Much as they had led a rising market on Monday and Tuesday, Northeast citygates were out in front of declines Wednesday that ranged from a little less than a nickel to about 65 cents. A large majority of the losses were in double figures.
Only small decreases in Western Canada and at a couple of related points (Kingsgate and Stanfield) averted a solid front of firmness in the West. Heavy snow was forecast for Thursday in the mountains of the interior West as a winter storm moves eastward from the coast. Highs in the upper 20s are expected from the Colorado Rockies northward, The Weather Channel said.
Meanwhile, temperatures were already starting to rise in the Midwest and were due to follow suit in the Northeast, where snow fell in some sections Wednesday. Mild early-spring weather will continue in the South, where highs in the 70s and 80s are predicted.
Nymex’s petroleum futures complex flexed some price muscle Wednesday, but the May natural gas contract was considerably more ambivalent, rising an almost imperceptible 0.4 cent at settlement after spending the morning in the red.
The cold conditions in northern market areas of the East during the first two days of the week were “very unexpected,” considering forecasts from last week had indicated above normal temperatures this week throughout the eastern U.S., said a Northeast marketer. It snowed a bit in New York City and New England Wednesday, he said, but a warm-up should be starting Thursday. It’s a “very bearish weather forecast” out through at least mid-April, he noted.
The marketer expects prices to “chop around” for much of this month, calling it a typical spring trading pattern. Despite Wednesday’s big citygate drops, Northeast prices are still relatively strong in maintaining basis spreads of a dollar or so above the Gulf Coast, he said. “It seems that at these basis levels, there shouldn’t be all that much buying for storage injections,” he continued, but there does appear to be a lot of that going on. The Nymex strip indicates that the cheapest injections are available now and not later, he said.

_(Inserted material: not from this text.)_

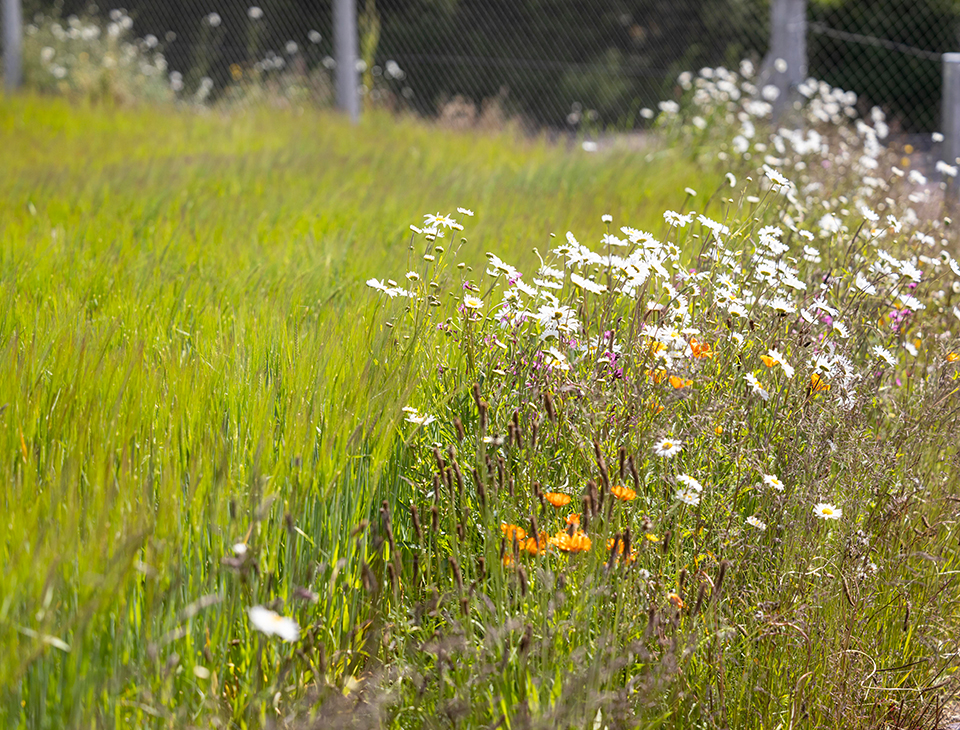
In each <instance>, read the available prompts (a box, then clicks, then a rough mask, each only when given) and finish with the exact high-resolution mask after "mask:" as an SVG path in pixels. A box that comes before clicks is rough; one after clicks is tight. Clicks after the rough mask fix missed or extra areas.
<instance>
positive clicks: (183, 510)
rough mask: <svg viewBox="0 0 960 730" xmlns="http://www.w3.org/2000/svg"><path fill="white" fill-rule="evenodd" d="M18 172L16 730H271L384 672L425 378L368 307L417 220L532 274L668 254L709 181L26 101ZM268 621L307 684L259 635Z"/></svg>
mask: <svg viewBox="0 0 960 730" xmlns="http://www.w3.org/2000/svg"><path fill="white" fill-rule="evenodd" d="M0 150H2V153H0V154H2V163H3V169H4V175H3V177H2V179H0V362H2V365H0V368H2V372H3V373H4V375H3V377H2V378H0V420H2V424H3V428H2V431H0V454H2V455H3V457H2V462H0V463H2V466H0V482H2V484H3V486H2V487H0V514H2V518H0V519H2V525H3V529H2V535H3V538H2V540H0V562H2V565H3V573H2V589H0V647H2V648H3V652H2V655H0V688H2V689H0V720H2V722H3V724H4V725H5V726H6V725H12V726H22V727H51V728H59V727H64V726H76V725H80V724H89V723H91V722H92V723H93V724H94V725H95V726H110V727H129V726H137V725H142V724H150V723H158V724H164V723H170V722H172V723H174V724H177V725H179V724H180V723H184V722H202V721H201V720H199V719H198V718H203V717H206V716H208V715H209V716H211V717H213V716H215V717H219V718H222V719H231V718H232V719H234V720H236V721H237V722H238V723H242V724H254V725H256V724H261V723H262V722H264V721H265V718H266V716H267V713H268V712H271V711H272V710H271V709H270V708H271V707H272V706H273V694H274V693H275V692H277V691H278V689H280V688H281V684H280V682H281V679H279V678H282V682H283V685H282V688H283V689H284V692H285V693H287V687H288V686H289V687H292V688H293V689H292V690H290V692H289V693H287V694H289V695H290V696H296V695H297V694H298V693H299V691H300V688H305V687H310V686H314V687H315V686H325V683H326V682H327V681H330V682H332V683H334V684H336V683H339V682H341V681H343V680H344V678H347V677H350V676H351V674H353V673H359V672H361V671H364V668H365V667H366V663H367V661H368V658H369V656H370V654H371V649H370V648H369V646H368V645H367V644H368V641H369V636H370V635H371V634H370V625H369V624H368V623H367V622H368V621H369V620H370V614H369V611H368V609H367V608H366V606H365V603H364V601H365V599H364V595H365V594H364V592H363V591H362V590H360V588H361V585H362V583H363V581H364V575H363V572H364V571H363V566H364V561H365V560H372V559H373V558H371V557H370V554H369V553H370V551H371V550H372V548H371V547H369V544H368V543H367V542H364V541H361V540H358V539H357V538H356V537H351V534H352V533H354V531H355V530H356V528H357V526H358V525H360V524H362V522H363V521H364V520H372V521H376V520H377V519H378V510H379V508H380V504H381V502H382V501H383V500H384V499H388V498H389V499H391V500H392V499H393V497H394V496H395V495H396V494H399V493H401V492H402V489H404V488H405V487H404V482H403V481H402V480H401V477H402V474H401V465H402V463H403V460H404V459H405V458H407V457H406V456H405V455H404V453H405V452H403V450H401V449H400V446H399V443H398V435H397V431H396V422H397V419H398V418H399V407H400V406H401V405H403V404H404V403H405V402H406V398H407V393H408V392H410V390H411V389H412V387H413V386H414V381H413V376H414V375H415V374H417V373H418V370H417V369H415V368H412V367H410V366H409V364H410V363H411V362H412V360H413V358H414V356H415V354H416V352H412V351H405V350H403V349H397V348H395V347H394V346H393V345H392V344H391V342H392V341H391V339H390V337H391V332H390V331H389V329H383V328H382V325H381V323H380V319H379V318H377V317H373V316H372V310H373V308H374V307H376V304H375V303H373V302H371V300H370V298H369V297H368V295H367V290H366V288H365V287H363V286H362V281H363V280H364V279H365V278H366V277H367V276H370V275H373V274H381V273H382V272H384V271H385V270H397V271H401V270H402V269H403V268H404V267H405V265H406V263H405V262H406V260H407V256H408V250H407V244H408V240H409V238H408V234H409V231H408V225H409V224H410V223H413V222H418V217H419V215H420V214H421V213H422V212H423V211H427V210H437V209H440V210H445V209H454V208H455V207H457V206H461V205H462V206H468V207H472V208H475V209H477V210H478V211H479V214H478V216H477V219H476V225H475V226H473V227H472V229H471V231H470V235H469V241H468V243H467V244H465V246H464V248H463V251H462V252H463V254H464V256H465V257H467V258H472V259H473V260H474V261H477V262H482V252H483V251H484V250H487V249H496V250H498V251H501V252H503V251H512V252H514V253H515V254H516V256H517V258H518V259H519V260H522V261H532V260H535V257H534V255H533V254H532V252H531V250H530V248H531V246H538V245H539V246H542V248H543V249H544V250H545V249H546V248H547V247H548V246H549V245H550V243H549V241H550V239H549V238H548V235H547V234H548V233H549V232H551V231H556V232H558V233H560V234H562V232H563V231H565V230H566V229H567V228H568V227H571V226H572V225H573V222H574V221H596V222H597V225H599V219H600V215H601V214H603V213H611V212H612V213H614V214H617V215H618V216H619V215H623V216H627V215H629V217H630V219H631V220H633V221H636V222H638V223H639V224H643V223H644V221H648V222H649V223H650V225H654V224H655V223H656V222H657V221H658V220H659V211H660V210H661V209H662V207H664V205H665V204H666V202H665V201H667V200H671V199H676V197H678V196H680V195H682V188H683V186H684V185H686V184H689V178H690V177H691V173H690V167H689V165H688V164H686V163H682V162H680V161H678V160H677V159H676V158H675V157H673V156H666V157H659V158H657V159H655V160H654V161H652V162H647V161H645V160H644V159H643V158H642V157H640V156H637V155H622V154H619V153H617V154H609V155H602V154H601V155H587V154H585V153H582V152H580V151H573V152H567V151H565V150H564V149H558V148H555V147H550V146H548V145H545V144H544V143H542V142H539V141H536V140H522V139H512V138H509V137H479V138H478V137H475V136H466V135H457V134H452V133H446V132H442V131H439V130H437V129H434V128H430V127H426V126H423V125H421V124H418V123H416V122H413V121H404V120H399V121H397V120H395V119H393V118H390V117H386V116H375V115H374V116H371V117H369V118H368V119H365V120H364V122H363V124H362V125H361V126H360V127H358V128H353V127H350V126H349V125H348V124H346V123H345V122H344V121H343V120H342V119H340V118H338V117H336V116H333V115H329V114H319V113H314V112H304V113H294V112H283V111H260V112H255V113H250V114H248V115H246V116H238V117H231V118H229V119H227V118H220V117H218V116H215V115H207V116H197V115H194V114H170V113H169V112H168V111H163V112H158V111H157V110H155V109H152V108H142V109H134V110H127V109H125V110H121V109H112V108H102V107H84V106H72V105H69V104H67V103H65V102H63V101H58V100H50V99H38V98H31V97H25V98H12V99H11V98H8V99H5V100H4V101H2V103H0ZM708 179H709V175H708ZM705 184H706V183H705ZM715 186H716V183H714V187H715ZM478 265H479V264H478ZM237 544H245V545H247V546H248V551H247V553H245V554H244V555H242V556H241V555H238V551H235V550H234V546H235V545H237ZM240 552H242V551H240ZM224 559H226V560H225V562H224ZM298 589H308V591H309V593H307V592H304V591H298ZM310 593H313V594H316V595H315V596H311V595H310ZM297 595H301V596H303V598H301V599H299V600H298V599H297V598H296V596H297ZM311 598H315V599H316V600H317V603H314V602H313V601H312V600H310V599H311ZM276 599H282V601H283V606H280V605H279V604H271V602H274V601H276ZM259 603H266V604H268V605H274V607H275V608H277V609H278V610H282V611H283V612H284V613H286V614H287V615H293V616H295V617H296V618H297V619H298V621H299V623H300V625H301V626H303V627H304V628H305V633H304V637H303V639H302V642H303V643H302V644H301V646H302V647H305V648H306V649H307V652H308V656H309V660H308V661H309V662H312V663H313V664H312V670H311V671H309V672H307V673H306V674H304V673H303V672H302V671H300V668H299V665H298V669H297V671H295V672H288V671H287V670H288V669H289V668H290V667H291V666H292V664H291V662H292V660H293V651H292V650H291V649H289V648H288V647H287V646H286V645H279V648H278V645H276V644H274V643H271V642H268V641H266V640H265V638H264V637H261V636H258V635H257V634H255V633H253V632H252V631H251V629H250V627H249V624H248V622H247V618H246V614H245V611H246V608H247V607H248V606H251V605H255V604H259ZM287 694H285V696H287ZM198 713H199V714H198ZM205 713H206V714H205Z"/></svg>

A marketer in the Upper Midwest was glad to see temperatures getting to 50 degrees or higher in her area following a frigid start to the week. It will be chilly again in the 40s this weekend, then mild conditions will return next week, she said. However, the region is not out of the woods yet as far as leaving winter behind, she added; occasionally it will find cold weather resurfacing as late as April and May.
With 45 companies reporting to it, Minerals Management Service (MMS) said 1,362.18 MMcf/d of gas production remained offline Wednesday in the Gulf of Mexico as a result of Hurricanes Katrina and Rita last year. That was 30.59 MMcf/d less than MMS reported two weeks earlier. Cumulative shut-ins since Aug. 26, 2005 now total 711.634 Bcf, or 19.497% of the approximately 3.65 Tcf in annual Gulf output, MMS said.
Although some called for a build of as much as 20 Bcf in Thursday morning’s storage report, the consensus estimate was a withdrawal of about 18 Bcf in a Reuters news service survey of 25 industry players. The expectations for a draw ranged as high as 57 Bcf, Reuters said.